Funded Partners are so called because our focus is on working in a learning partnership – we each develop our activities and learn together about what works. For our Themed Funding, funded VCSE organisations are invited to a community of practice with us to share learning and deepen practice.
See our blog ‘Funding in a changing world’ for more on test and learn, partnership working and communities of practice – all central to our strategic funding approach.
Funding after the £20 million
We anticipate that the £20 million in funding will be allocated by the end of 2026, with the activity it has supported completing in 2029.
The Board will review future funding schemes after 2026 over the next 2 years, with decisions being influenced again by the continued listening, learning and research we are, and will be, doing over the next few years.
Get in touch
We are interested to hear from charitable trusts and foundations across the UK facing similar funding challenges and decisions.
Contact Nicola Mosley, our Chief Operating Officer for a conversation at nicola.mosley@barnwoodtrust.org or contact Liam Daniels, Head of Funding at liamdaniels@barnwoodtrust.org
To find out more about Barnwood Trust’s funding programmes visit www.barnwoodtrust.org/funding/
[1] Financial gains is another way of saying increase in value or income from an investment.

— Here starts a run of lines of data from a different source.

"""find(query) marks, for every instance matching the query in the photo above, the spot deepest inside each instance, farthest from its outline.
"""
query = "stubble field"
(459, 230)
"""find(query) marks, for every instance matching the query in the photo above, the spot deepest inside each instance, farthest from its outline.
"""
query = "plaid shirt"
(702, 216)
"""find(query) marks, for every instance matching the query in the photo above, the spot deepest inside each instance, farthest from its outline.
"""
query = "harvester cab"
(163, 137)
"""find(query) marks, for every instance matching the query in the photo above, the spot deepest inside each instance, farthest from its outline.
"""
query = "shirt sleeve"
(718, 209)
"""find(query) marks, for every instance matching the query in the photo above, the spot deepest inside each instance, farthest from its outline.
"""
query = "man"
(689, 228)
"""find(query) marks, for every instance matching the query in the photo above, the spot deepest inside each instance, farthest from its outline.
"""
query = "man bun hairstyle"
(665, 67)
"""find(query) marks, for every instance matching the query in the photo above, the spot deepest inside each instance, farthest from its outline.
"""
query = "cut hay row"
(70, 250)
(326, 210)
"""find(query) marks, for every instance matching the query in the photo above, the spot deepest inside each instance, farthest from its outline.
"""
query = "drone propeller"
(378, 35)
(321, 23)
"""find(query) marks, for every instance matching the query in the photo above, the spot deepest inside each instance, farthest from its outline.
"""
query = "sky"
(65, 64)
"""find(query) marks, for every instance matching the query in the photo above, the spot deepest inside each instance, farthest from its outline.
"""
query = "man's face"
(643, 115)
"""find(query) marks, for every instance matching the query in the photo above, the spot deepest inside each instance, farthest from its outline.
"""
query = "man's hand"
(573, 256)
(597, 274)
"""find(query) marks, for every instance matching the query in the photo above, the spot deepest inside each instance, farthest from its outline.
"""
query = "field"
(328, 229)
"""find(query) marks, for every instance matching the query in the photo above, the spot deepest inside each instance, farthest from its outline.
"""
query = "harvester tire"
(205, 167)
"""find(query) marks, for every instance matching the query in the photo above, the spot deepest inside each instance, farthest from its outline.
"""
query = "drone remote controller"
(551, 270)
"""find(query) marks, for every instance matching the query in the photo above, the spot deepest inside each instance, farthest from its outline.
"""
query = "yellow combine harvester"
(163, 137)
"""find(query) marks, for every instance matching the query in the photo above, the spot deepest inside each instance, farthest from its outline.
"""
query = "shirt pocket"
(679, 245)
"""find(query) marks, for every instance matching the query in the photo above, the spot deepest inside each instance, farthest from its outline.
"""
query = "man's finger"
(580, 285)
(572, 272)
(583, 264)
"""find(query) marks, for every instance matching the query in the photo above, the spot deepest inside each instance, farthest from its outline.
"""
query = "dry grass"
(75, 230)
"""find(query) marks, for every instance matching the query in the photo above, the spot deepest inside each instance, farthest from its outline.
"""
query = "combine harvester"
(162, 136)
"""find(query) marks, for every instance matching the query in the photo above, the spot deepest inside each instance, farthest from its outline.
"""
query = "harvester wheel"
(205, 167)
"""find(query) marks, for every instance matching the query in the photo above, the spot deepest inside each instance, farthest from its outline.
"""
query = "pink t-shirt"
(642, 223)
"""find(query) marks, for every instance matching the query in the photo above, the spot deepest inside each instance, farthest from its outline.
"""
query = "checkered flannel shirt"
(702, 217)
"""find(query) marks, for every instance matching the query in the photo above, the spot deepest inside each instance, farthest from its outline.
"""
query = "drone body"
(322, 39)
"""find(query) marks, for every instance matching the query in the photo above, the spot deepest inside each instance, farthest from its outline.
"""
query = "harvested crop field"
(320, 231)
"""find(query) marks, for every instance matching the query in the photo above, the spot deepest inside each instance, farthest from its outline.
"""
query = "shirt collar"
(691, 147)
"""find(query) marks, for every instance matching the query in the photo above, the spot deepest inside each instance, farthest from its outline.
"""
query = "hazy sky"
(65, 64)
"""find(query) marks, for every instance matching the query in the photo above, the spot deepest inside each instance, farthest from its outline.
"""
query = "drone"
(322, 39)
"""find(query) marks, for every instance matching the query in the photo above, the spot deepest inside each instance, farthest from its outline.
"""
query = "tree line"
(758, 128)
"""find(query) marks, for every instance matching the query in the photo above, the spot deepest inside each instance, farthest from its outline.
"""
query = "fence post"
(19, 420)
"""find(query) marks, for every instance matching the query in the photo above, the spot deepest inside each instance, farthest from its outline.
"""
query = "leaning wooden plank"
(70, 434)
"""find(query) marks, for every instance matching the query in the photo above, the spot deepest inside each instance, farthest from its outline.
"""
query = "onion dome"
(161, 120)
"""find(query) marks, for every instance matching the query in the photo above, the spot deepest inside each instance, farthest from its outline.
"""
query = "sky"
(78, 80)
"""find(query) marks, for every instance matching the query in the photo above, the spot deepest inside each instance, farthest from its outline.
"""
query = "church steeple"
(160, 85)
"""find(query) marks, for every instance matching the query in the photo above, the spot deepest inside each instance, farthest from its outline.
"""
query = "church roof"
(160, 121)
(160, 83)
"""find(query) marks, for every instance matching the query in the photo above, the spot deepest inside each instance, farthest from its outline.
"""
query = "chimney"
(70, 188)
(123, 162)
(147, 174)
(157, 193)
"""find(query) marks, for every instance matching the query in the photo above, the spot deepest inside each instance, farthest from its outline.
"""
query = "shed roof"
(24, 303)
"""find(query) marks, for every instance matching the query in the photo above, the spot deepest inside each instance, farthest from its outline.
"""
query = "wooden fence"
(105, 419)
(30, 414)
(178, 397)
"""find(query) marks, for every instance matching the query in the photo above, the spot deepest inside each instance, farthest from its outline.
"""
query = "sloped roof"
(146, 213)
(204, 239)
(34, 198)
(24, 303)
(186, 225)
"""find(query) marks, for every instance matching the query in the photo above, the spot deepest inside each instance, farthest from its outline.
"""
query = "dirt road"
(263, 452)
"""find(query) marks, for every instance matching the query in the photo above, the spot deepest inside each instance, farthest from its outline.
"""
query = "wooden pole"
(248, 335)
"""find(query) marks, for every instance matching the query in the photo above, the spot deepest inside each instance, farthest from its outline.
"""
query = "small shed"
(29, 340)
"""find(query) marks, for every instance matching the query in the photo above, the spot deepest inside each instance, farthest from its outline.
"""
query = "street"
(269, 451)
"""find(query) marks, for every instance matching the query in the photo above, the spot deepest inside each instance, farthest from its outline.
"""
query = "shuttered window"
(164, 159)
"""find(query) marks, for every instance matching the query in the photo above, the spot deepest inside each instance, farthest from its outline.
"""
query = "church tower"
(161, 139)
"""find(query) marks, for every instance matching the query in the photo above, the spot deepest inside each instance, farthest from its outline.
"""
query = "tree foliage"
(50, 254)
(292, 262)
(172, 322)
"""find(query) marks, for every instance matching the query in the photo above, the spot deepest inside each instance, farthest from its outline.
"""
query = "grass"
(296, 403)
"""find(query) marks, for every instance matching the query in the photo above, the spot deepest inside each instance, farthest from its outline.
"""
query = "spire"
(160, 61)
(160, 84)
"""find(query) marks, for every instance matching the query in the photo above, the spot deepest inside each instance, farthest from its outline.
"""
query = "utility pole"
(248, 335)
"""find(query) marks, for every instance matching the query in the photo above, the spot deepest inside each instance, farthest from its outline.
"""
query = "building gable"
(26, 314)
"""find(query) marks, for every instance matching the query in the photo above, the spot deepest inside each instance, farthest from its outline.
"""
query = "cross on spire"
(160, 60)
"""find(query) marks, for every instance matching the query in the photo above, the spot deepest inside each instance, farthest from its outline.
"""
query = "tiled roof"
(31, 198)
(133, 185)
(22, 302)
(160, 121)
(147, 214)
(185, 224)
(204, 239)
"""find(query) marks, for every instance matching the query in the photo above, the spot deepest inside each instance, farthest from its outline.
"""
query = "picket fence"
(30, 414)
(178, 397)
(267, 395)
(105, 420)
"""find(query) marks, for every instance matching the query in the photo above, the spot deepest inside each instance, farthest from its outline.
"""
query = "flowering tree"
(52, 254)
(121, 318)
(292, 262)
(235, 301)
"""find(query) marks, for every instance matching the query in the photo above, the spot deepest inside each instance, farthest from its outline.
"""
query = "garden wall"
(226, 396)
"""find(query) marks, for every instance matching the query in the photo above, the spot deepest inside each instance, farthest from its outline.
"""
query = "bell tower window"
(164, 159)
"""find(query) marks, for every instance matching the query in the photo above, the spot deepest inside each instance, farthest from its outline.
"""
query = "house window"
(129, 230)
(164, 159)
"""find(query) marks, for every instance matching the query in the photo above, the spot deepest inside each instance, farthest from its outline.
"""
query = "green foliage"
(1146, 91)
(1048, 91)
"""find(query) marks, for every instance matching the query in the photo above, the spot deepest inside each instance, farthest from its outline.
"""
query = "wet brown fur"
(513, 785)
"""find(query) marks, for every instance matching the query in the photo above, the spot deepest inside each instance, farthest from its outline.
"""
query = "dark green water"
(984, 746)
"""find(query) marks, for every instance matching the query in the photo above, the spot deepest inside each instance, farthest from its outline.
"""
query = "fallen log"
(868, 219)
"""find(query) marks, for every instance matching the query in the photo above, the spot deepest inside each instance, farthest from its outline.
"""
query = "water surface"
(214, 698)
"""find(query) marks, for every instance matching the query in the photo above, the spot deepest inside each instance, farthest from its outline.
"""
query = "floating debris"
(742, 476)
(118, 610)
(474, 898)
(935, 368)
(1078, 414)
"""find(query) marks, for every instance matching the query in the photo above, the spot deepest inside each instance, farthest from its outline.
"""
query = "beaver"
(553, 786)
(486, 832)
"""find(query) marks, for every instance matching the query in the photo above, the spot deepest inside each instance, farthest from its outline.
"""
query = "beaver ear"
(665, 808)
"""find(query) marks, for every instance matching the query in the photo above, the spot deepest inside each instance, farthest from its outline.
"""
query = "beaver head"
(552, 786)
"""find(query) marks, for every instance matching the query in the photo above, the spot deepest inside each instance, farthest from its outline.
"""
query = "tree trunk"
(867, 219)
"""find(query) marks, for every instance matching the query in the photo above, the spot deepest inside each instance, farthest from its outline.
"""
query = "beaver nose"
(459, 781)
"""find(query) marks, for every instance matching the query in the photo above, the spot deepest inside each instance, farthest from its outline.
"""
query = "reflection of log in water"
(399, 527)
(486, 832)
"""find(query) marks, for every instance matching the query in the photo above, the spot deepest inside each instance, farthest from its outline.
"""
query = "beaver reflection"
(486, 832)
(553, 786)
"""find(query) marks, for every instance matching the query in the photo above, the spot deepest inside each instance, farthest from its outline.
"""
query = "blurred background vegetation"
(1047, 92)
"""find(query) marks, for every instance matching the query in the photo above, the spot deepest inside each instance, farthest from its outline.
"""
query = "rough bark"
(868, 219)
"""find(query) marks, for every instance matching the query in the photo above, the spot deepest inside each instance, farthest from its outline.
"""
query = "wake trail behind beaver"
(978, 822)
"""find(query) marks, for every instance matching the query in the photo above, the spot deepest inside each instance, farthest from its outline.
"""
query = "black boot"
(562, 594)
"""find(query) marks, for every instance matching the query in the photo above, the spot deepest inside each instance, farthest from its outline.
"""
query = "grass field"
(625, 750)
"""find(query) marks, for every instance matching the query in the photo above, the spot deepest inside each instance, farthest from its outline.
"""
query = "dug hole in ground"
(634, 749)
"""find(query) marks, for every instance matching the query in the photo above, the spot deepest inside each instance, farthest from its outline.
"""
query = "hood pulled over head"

[2] ‘Charitable objects’ describe the charity’s overarching purpose, found in its governing document on the Charity Commission website. For Barnwood, its objects are about disability and mental health.
[3] To ‘draw down’ on the capital means to take money out of the investment portfolio to spend.
[4] To ‘spend out’ means to take all the money out of the investment portfolio to spend.
[5] Barnwood’s research reports Our Changing World, Resourcing Resilient Gloucestershire, and The State of Gloucestershire informed these decisions.
[6] The Trust’s Funding Committee includes VCSE and public sector representatives.